Vraiment, la peur ça fait vendre. Et ils ont compris ça. Les gens des quartiers, malheureusement, ils surenchérissent. Ils le font exprès. « Ah bon, vous avez dit que je fais peur ? Ben je vais faire comme vous. Je vais faire encore plus peur pour montrer que je suis le plus fou d’entre eux ».
Il y a quelques temps tu disais « changeons notre façon de consommer la musique ». Dans le dictionnaire Larousse, la consommation est « l’action d’amener quelque chose à son terme, à son maximum ». Du coup, est-ce que changer notre façon de consommer la musique ne mènerait il toujours pas au même problème ?
Oui, mais dans un autre maximum.

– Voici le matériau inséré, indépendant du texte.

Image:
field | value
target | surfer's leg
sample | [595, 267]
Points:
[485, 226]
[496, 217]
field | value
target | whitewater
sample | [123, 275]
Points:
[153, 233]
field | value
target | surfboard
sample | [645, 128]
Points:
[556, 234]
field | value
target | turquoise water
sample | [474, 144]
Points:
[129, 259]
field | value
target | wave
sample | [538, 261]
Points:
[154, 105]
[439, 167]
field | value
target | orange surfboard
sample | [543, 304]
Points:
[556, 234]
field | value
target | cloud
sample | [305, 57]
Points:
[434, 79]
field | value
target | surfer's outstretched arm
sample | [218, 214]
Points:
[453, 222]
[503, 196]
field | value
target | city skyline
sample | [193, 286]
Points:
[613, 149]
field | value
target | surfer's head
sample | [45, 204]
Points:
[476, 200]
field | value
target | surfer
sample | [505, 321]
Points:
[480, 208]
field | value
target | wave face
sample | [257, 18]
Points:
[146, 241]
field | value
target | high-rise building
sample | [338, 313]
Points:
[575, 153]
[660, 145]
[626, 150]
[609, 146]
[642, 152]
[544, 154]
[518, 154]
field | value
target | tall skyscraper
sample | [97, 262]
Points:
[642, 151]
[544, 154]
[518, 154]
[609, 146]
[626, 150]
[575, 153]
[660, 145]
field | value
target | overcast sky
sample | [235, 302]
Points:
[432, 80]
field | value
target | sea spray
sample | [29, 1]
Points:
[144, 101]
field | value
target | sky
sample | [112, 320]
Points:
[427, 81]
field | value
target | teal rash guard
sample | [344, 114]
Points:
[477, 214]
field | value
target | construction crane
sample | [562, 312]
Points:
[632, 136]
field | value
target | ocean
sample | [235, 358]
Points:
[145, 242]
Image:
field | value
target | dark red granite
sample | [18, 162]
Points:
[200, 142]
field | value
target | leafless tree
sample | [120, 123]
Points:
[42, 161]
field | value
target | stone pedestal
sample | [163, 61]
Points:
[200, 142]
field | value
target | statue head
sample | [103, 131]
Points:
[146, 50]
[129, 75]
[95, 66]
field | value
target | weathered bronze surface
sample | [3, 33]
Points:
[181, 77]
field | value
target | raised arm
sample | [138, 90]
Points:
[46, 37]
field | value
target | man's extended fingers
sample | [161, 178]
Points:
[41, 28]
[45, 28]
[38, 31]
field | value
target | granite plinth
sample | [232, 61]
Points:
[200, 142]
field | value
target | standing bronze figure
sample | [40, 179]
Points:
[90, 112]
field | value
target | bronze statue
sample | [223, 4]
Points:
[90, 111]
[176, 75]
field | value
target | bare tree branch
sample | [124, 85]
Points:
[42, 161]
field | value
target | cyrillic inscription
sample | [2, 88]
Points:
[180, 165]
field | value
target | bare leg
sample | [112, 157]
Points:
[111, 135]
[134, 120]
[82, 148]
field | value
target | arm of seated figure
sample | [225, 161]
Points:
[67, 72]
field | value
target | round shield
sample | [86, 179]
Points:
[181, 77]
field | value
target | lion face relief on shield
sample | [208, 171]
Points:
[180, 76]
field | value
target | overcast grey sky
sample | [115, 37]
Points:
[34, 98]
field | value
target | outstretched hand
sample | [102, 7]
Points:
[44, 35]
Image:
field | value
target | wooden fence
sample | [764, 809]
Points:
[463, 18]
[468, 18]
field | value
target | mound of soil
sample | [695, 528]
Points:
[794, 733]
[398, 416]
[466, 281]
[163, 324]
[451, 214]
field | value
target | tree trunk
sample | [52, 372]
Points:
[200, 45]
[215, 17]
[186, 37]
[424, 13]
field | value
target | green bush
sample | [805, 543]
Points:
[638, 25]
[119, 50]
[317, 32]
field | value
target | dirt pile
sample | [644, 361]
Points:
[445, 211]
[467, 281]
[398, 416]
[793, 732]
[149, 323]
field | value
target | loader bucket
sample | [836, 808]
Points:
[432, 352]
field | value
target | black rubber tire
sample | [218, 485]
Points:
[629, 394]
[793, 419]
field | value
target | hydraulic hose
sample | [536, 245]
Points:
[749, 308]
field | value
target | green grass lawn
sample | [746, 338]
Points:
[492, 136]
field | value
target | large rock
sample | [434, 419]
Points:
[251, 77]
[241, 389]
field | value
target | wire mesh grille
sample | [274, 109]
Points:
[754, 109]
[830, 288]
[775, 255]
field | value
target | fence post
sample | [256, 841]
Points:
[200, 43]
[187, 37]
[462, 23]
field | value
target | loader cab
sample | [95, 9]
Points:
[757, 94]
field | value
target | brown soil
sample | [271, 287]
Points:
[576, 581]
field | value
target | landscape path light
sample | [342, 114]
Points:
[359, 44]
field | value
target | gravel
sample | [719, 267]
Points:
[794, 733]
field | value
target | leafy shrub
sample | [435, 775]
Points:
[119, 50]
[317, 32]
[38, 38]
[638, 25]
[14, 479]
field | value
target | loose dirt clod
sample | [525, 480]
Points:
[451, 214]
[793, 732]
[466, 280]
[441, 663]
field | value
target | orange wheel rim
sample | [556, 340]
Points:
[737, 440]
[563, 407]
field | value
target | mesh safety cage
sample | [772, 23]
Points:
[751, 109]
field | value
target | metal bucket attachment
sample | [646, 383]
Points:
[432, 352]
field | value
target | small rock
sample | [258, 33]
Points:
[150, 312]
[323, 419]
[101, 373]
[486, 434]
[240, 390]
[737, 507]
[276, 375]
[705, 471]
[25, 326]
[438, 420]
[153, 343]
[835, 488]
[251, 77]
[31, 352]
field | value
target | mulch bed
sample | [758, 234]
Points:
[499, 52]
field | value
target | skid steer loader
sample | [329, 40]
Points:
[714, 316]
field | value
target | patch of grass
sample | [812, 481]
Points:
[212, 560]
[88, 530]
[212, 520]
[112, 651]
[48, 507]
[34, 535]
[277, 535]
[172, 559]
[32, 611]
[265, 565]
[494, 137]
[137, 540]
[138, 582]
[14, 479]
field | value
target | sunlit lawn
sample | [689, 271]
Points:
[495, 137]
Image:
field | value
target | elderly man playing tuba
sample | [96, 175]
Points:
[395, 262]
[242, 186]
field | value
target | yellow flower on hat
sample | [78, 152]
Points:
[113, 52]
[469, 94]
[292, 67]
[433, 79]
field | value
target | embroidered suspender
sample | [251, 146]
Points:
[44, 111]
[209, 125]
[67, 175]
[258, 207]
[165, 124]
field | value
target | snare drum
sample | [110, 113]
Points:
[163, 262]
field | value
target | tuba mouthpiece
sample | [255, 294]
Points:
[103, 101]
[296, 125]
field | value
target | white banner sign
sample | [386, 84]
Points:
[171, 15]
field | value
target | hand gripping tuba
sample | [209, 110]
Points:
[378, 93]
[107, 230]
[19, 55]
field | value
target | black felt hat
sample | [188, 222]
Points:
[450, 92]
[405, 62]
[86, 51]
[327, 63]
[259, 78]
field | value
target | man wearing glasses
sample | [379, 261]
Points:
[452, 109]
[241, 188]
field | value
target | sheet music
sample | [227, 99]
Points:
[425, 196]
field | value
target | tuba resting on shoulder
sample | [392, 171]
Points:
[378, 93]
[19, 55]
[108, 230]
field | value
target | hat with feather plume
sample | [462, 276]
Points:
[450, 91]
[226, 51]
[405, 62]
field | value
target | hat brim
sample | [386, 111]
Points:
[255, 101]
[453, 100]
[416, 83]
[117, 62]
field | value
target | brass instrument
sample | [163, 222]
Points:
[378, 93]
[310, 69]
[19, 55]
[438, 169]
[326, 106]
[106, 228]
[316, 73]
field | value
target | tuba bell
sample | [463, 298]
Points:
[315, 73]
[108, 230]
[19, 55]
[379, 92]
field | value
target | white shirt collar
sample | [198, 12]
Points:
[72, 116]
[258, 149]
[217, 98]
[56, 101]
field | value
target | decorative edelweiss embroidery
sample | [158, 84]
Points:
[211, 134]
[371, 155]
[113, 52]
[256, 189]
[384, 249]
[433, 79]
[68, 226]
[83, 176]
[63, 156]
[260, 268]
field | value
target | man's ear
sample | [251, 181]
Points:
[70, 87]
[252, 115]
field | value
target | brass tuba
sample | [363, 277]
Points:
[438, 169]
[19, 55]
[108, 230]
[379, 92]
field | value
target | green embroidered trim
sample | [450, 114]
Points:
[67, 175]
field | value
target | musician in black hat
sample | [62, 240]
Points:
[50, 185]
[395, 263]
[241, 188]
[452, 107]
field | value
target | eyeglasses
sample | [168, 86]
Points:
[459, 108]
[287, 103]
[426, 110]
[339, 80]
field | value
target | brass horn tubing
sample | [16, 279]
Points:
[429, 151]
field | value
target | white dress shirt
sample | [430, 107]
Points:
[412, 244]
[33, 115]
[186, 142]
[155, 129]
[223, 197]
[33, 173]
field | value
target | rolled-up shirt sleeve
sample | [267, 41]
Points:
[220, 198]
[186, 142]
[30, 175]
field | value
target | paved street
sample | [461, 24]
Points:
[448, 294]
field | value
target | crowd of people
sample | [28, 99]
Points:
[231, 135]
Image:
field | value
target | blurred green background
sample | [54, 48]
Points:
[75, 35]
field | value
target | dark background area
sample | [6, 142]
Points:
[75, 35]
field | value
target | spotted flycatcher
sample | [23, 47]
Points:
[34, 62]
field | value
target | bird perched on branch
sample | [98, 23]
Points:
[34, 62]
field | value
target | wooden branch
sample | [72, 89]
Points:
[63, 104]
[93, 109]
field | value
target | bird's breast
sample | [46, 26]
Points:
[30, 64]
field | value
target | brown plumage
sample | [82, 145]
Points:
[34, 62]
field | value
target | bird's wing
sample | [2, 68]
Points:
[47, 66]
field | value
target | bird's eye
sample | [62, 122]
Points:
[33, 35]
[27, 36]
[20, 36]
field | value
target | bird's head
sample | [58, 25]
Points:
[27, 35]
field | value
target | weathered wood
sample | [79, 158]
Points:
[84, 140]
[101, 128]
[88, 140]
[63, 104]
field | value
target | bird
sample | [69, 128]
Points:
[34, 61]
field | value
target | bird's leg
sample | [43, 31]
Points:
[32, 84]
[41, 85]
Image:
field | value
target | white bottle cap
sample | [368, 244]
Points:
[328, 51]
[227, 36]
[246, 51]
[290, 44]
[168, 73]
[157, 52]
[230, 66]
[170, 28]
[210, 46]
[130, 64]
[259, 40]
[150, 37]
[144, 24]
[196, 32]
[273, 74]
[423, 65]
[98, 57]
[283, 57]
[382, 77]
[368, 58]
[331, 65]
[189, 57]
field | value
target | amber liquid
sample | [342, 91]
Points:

Je pense qu’il y a plusieurs façons de consommer la musique. Il y a des gens qui ne font qu’écouter, il y a ceux qui vont acheter, ceux qui vont soutenir, ce qui ne vont venir qu’en concert. Je connais des groupes, je les ai vu en concert, sur CD je n’achète pas parce que je n’aime pas mais en concert je trouve ça magnifique ! Je sais que par exemple le Saïan Supa Crew, je les trouvais super forts sur scène, pour moi c’est une référence de fou du live ! Mais sur CD, ce n’était pas mon kif plus que ça.
Et quand je dis cette phrase, c’est qu’aujourd’hui tout est fast-food, on te prend, « j’aime bien », dans deux semaines il y a un autre rappeur, « je prends, je jette ». C’est plus dans ce côté-là, de fédérer un artiste. Je ne fais pas que rapper, j’essaie de passer des émotions en rappant, mais le fond du thème c’est « changez » ! Aujourd’hui, on voit les gens qui commencent à faire attention à ce qu’ils mangent, « il ne faut pas manger de viande, ce n’est pas bon pour la santé », ou alors « j’arrête de fumer parce que c’est trop cher », ils changent ! La musique c’est pareil. Parce que c’est un moyen de communiquer, mais si tu ne respectes pas ce moyen, il n’y a plus d’intérêt de faire de la musique. Si on ne change pas, on n’aura plus d’intérêt de faire de la musique je pense.
Mais du coup, ça resterait juste de la consommation de produit, ou ce serait…
Aujourd’hui c’est ce que c’est devenu malheureusement. Quel rappeur a sorti un album la semaine dernière ? C’est Lino. Tu vois, je suis déjà passé à autre chose !
Ça rappelle Orelsan quand il rappait : « avant j’achetais des disques, j’écoutais même ceux que je n’aimais pas, aujourd’hui j’ai 40 Go d’mp3 que je n’écoute même pas ».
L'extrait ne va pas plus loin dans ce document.